It’s good to be back at Overlawyered. For those of you not scarred by my prior guest-blogging stint, this is Skip Oliva, director of the anti-antitrust Voluntary Trade Council, regular co-blogger for the Mises Institute, and freelance paralegal-for-hire.
Since antitrust is my bread and butter, I’ll spend some time this week examining the impact of the four antitrust cases decided in the last Supreme Court term. I’ll also discuss some lesser-known antitrust cases that I’ve been following (and in some cases, directly participating in); and maybe I’ll even address some purely non-antitrust legal topics as well.
But let’s start with—you guessed it—an antitrust case. Last week the U.S. Third Circuit Court of Appeals decided Cosmetic Gallery, Inc. v. Schoeheman Corporation (download PDF), one of the first appellate decisions that relies on the Supreme Court’s May decision in Bell Atlantic v. Twombly. In Twombly, a 7-2 court held that a complaint alleging a conspiracy to restrain trade under Section 1 of the Sherman Act required more than “an allegation of parallel conduct and a bare assertion of conspiracy”; there must be “enough factual matter (taken as true) to suggest that an agreement was made.”

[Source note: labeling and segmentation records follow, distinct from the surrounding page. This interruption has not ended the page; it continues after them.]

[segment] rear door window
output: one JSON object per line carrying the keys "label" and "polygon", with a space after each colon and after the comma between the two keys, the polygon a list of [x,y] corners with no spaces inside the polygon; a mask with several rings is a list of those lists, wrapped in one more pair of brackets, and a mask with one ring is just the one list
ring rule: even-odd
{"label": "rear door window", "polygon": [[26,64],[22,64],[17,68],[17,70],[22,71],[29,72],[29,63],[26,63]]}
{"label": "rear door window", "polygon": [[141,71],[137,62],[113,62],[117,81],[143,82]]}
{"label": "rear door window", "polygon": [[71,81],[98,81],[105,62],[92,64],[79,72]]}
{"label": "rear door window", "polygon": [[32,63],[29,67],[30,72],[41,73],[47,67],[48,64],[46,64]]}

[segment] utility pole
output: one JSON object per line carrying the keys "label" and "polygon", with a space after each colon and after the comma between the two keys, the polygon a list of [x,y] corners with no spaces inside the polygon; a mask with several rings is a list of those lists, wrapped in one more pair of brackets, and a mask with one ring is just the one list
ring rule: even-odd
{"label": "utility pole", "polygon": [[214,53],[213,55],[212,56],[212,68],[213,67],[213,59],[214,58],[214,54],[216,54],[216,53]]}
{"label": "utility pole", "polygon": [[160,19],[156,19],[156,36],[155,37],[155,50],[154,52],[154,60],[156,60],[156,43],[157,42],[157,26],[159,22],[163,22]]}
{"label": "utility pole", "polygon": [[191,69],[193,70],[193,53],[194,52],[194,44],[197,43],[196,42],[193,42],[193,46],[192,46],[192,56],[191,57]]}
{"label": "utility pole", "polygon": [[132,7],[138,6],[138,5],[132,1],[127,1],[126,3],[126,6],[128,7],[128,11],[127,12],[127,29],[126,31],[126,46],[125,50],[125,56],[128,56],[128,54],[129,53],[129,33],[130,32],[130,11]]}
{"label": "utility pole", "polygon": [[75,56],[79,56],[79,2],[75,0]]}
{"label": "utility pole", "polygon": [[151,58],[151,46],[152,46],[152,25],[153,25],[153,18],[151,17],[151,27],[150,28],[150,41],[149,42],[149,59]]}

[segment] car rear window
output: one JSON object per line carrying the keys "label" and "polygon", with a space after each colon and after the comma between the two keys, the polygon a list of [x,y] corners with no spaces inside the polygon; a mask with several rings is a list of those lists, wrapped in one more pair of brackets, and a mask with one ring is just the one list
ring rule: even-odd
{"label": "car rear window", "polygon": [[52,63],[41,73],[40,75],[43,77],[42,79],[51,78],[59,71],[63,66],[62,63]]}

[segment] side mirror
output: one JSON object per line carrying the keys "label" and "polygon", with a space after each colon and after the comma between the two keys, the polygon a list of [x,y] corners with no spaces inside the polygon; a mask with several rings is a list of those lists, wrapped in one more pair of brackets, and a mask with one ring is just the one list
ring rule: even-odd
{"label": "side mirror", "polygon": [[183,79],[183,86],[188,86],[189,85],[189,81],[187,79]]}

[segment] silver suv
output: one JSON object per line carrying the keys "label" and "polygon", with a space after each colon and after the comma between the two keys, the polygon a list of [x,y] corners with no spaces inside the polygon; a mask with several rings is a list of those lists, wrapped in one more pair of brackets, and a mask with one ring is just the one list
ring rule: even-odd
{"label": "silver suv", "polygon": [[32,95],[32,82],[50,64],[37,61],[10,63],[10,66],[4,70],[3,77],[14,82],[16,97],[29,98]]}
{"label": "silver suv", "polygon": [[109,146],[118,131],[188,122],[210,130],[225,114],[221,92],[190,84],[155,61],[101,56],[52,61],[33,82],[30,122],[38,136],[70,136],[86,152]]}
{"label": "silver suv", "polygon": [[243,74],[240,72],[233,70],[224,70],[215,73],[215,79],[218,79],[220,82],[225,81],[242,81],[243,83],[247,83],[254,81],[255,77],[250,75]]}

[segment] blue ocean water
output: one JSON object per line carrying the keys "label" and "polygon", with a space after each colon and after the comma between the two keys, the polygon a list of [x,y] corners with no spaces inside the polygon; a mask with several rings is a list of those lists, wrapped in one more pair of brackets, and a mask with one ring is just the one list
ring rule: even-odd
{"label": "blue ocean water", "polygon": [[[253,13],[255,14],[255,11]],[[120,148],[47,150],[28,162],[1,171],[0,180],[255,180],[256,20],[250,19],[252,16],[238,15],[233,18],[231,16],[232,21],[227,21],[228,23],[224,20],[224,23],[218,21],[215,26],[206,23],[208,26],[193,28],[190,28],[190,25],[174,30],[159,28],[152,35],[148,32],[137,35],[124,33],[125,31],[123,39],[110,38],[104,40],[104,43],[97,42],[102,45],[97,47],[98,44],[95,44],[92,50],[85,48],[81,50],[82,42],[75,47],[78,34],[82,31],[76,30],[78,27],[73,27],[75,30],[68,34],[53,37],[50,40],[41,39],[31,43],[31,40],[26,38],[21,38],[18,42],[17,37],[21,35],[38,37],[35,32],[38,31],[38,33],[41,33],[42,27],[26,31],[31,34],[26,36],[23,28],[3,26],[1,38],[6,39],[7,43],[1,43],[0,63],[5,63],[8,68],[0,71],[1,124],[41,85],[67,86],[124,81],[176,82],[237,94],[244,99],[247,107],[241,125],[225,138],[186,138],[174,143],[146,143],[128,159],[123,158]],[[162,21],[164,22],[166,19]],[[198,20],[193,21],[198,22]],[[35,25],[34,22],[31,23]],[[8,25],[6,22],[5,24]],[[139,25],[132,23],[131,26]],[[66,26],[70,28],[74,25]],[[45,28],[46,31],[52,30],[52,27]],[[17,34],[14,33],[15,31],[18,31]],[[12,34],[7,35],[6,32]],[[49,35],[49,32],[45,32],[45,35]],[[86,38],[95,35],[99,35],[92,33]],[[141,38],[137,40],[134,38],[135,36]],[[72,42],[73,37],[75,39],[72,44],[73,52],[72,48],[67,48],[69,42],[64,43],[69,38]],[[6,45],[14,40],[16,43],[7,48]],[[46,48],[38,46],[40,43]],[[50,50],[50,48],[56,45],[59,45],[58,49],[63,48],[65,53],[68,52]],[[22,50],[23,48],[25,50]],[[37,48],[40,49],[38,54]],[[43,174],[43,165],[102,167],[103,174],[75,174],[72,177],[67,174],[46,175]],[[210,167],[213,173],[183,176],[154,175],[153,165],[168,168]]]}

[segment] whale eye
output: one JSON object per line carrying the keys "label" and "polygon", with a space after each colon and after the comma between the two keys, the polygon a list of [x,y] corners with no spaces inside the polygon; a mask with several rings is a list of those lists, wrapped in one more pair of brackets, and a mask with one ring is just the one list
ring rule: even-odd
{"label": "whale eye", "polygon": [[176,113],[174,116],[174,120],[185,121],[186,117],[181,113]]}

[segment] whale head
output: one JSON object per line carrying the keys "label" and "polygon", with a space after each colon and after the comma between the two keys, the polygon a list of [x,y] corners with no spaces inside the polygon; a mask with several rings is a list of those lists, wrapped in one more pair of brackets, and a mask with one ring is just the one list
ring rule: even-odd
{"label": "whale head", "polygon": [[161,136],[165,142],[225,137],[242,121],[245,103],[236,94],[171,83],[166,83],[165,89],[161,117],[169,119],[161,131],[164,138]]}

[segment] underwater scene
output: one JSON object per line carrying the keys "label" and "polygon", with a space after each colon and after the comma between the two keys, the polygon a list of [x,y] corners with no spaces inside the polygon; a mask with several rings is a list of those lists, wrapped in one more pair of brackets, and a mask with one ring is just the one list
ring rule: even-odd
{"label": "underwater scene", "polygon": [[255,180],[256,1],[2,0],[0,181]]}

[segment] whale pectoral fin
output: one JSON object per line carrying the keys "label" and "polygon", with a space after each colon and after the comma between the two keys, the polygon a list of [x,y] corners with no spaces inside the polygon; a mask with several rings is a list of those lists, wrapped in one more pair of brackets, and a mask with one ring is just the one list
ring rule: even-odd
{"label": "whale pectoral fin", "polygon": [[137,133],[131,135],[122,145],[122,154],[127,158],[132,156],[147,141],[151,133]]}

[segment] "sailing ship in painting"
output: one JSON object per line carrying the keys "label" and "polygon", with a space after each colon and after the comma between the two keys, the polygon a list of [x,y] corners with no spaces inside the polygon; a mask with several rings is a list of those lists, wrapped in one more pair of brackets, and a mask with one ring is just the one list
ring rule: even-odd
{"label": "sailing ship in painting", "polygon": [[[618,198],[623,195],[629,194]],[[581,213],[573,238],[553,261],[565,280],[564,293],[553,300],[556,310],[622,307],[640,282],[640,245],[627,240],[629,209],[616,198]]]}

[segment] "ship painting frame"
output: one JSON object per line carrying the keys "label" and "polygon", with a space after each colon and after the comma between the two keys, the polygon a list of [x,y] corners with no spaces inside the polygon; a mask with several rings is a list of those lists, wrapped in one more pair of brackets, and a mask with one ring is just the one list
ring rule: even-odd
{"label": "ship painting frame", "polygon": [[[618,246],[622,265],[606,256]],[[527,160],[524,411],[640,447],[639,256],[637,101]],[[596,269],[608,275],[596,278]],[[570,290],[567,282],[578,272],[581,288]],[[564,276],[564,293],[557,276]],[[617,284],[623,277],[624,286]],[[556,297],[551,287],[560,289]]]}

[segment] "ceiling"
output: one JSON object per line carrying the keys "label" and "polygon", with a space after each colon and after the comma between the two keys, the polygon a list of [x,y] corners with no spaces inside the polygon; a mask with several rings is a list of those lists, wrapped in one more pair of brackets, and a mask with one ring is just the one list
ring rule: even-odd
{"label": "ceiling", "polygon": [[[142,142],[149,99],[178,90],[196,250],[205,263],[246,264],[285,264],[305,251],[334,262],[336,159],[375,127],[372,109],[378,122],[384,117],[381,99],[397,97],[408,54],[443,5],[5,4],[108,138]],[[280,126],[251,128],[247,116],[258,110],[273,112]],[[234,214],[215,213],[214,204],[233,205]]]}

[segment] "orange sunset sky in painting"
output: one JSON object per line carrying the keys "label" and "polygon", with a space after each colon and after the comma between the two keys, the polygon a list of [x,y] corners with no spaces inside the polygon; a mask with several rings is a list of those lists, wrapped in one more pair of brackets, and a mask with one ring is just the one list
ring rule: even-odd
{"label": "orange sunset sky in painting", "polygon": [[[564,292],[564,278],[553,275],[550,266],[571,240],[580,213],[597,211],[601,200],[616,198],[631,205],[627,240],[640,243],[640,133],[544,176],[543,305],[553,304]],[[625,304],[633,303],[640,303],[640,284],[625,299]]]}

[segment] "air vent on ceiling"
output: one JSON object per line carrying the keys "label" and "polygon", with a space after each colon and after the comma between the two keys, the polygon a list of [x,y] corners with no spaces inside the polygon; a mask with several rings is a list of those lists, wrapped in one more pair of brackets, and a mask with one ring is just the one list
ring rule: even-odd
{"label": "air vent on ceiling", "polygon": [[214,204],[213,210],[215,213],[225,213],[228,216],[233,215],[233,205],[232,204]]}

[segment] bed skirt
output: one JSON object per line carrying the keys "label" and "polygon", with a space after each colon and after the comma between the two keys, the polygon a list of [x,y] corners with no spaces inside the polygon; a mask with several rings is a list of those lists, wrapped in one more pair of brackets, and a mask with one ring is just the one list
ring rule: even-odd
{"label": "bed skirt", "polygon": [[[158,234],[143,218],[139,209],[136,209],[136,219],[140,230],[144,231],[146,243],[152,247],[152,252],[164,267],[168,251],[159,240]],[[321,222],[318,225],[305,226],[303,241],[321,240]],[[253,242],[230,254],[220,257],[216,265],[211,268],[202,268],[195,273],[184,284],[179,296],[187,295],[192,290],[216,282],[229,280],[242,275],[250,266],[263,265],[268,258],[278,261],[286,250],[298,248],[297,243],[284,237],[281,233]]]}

In the Third Circuit case, a New Jersey company that operates hair salons and retails related hair care products (Cosmetic Gallery) sued a Pennsylvania distributor of said products (Schoeneman). Specifically, the issue is “salon-only” products that are normally sold, as the name suggests, only through salons. Distributors like Schoeneman agree to manufacturers’ restrictions on the sale of these products to, according to the Third Circuit, “increase the cachet and prestige” of the products.